飞起的雪尘落定,晏七站在院落里,就这样看着自己住了一百七十多年的雪庐夷为平地。
没能撩动他半分怒火,几人反倒被激得心火窜上天灵盖,冲进废墟里意图夺他灵剑。无他,掌门有令,今日必得带着他剑穗上绑着的水戒归还。
“你这等无耻废物也配握这等好剑?”为首的弟子厉声喝着,大手猛地攥住剑鞘,指节用力到泛白,可任凭他咬牙狠扯,面容狰狞,灵剑竟纹丝不动。
晏七握着剑鞘另一端,眸子沧桑好似看尽千帆,却充斥着深不见底的杀意,几人惊得打了个寒战。
昔日剑道第一人座下首徒余威犹存,声音冷冷的:“你们的师尊何时教过你如此苛待同门?”

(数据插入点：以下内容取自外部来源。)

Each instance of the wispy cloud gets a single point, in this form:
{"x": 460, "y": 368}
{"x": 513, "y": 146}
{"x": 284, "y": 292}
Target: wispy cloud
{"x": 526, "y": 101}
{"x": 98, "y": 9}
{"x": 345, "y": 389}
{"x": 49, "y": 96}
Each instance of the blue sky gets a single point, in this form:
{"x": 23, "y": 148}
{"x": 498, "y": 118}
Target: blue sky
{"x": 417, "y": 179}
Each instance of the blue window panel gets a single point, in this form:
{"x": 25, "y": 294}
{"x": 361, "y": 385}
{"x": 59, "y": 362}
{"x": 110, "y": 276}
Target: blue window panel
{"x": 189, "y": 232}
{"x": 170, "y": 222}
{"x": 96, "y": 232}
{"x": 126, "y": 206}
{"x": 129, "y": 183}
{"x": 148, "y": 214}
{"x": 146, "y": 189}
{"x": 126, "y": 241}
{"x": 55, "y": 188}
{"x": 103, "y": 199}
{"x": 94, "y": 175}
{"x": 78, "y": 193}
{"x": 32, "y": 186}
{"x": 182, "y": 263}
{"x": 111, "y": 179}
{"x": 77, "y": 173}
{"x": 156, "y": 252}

几人面面相觑,可今日若不狠狠将他打压一番,回去怕是不好向掌门交代,目光在晏七身上搜索着,落在了他指间的另一枚水戒上。
两人上前死死按住他左右双臂,另几人念咒困住他。
为首的道:“这东西看似不错。你既然不肯交剑,便拿这个来换!”
挥剑便要砍下他手掌。
刹那一道魔气扑来,击碎长剑。
几名弟子惨叫着飞出,晏七脚步不稳,被来人扶住,正是临渊。二人相识百年,虽是对头,却也无需多言。
也不知是对手间的惺惺相惜,还是为了她,见昔日雁还山剑道卓绝的大弟子沦落如此之境,临渊心里总是不痛快的。
他心中有恨,却更恨他如此颓靡。
他总以为他爱过别人,不配为她颓靡。